Dementia and Cognitive Impairment Indian Medical PG Question 9: Dementia is present in all except:
- A. Lewy body dementia
- B. Pick's disease
- C. Ganser syndrome (Correct Answer)
- D. Alzheimer's disease
Dementia and Cognitive Impairment Explanation: ***Ganser syndrome***
- Ganser syndrome is a **factitious disorder** characterized by approximate answers, not true dementia.
- Patients with Ganser syndrome often present with dramatic, but ultimately **nonsensical responses** to simple questions, without a clear underlying organic cause of cognitive decline.
*Lewy body*
- **Lewy body dementia** is characterized by fluctuating cognition, recurrent visual hallucinations, and spontaneous parkinsonism.
- It involves the presence of **Lewy bodies** in cortical and subcortical regions leading to progressive cognitive decline.
*Pick's disease*
- Pick's disease, a type of frontotemporal dementia, is characterized by language and **behavioral changes** due to neuronal loss.

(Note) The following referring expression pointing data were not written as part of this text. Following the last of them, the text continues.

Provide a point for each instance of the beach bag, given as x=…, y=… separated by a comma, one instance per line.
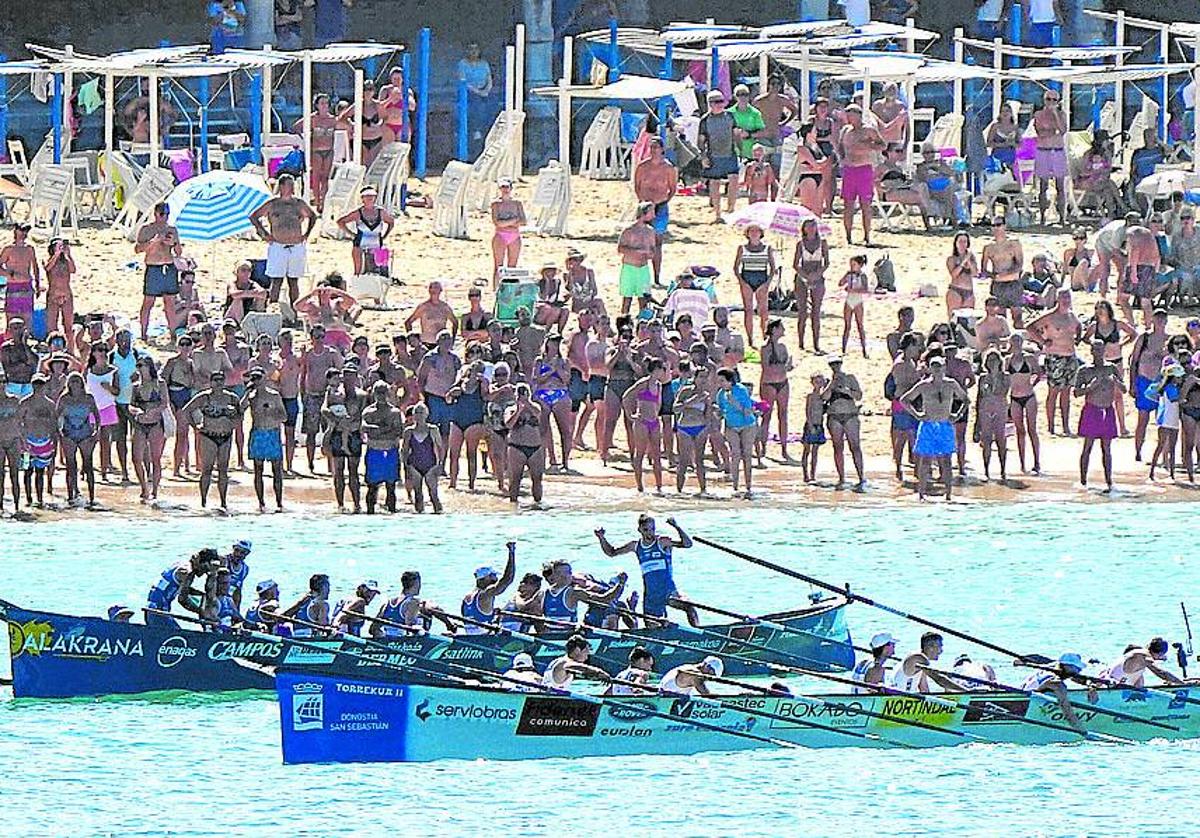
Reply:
x=885, y=274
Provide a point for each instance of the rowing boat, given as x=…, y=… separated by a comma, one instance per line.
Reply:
x=61, y=656
x=334, y=719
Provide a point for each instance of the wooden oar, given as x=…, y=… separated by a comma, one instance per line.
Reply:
x=852, y=682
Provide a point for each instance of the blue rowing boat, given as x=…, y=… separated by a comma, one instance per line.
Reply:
x=60, y=656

- It results in progressive **atrophy of the frontal and temporal lobes**, leading to profound cognitive deficits over time.
*Alzheimer's disease*
- **Alzheimer's disease** is the most common cause of dementia, characterized by progressive memory loss and cognitive impairment.
- It is pathologically defined by the presence of **amyloid plaques** and **neurofibrillary tangles** in the brain.

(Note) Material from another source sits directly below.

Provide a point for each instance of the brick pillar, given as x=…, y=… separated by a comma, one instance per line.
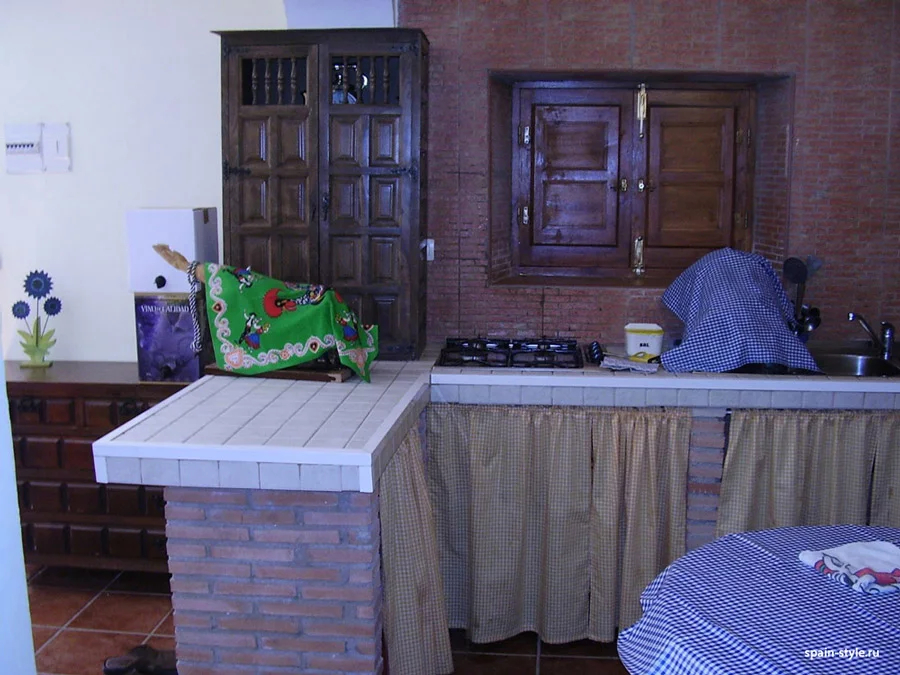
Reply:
x=707, y=457
x=275, y=581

Dementia and Cognitive Impairment Indian Medical PG Question 10: Which of the following is NOT a feature of dementia?
- A. Wearing of dirty clothes
- B. Loss of sensorium (Correct Answer)
- C. Disturbances in language function
- D. Loss of neurons in brain
Dementia and Cognitive Impairment Explanation: ***Loss of sensorium***
- **Loss of sensorium** refers to a decreased level of consciousness or awareness, which is characteristic of **delirium**, not dementia.

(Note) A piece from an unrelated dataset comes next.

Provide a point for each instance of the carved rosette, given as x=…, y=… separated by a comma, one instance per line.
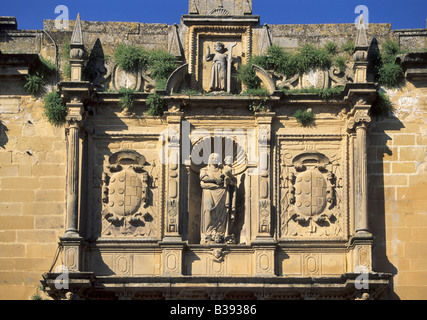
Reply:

- In dementia, consciousness and arousal are typically preserved until the very late stages of the disease.
*Wearing of dirty clothes*
- **Neglect of personal hygiene**, such as wearing dirty clothes, is a common feature of dementia due to impaired judgment, memory, and executive function.
- Individuals with dementia may forget to change clothes, bathe, or groom themselves.
*Disturbances in language function*
- **Aphasia**, or disturbances in language function (e.g., difficulty finding words, understanding speech), is a hallmark feature of many types of dementia.
- This can impact both expressive and receptive language abilities as the disease progresses.
*Loss of neurons in brain*
- **Neurodegeneration**, involving the **loss of neurons** in specific brain regions, is the underlying pathological basis of all types of dementia.
- This neuronal loss leads to brain atrophy and the cognitive and functional impairments observed in dementia.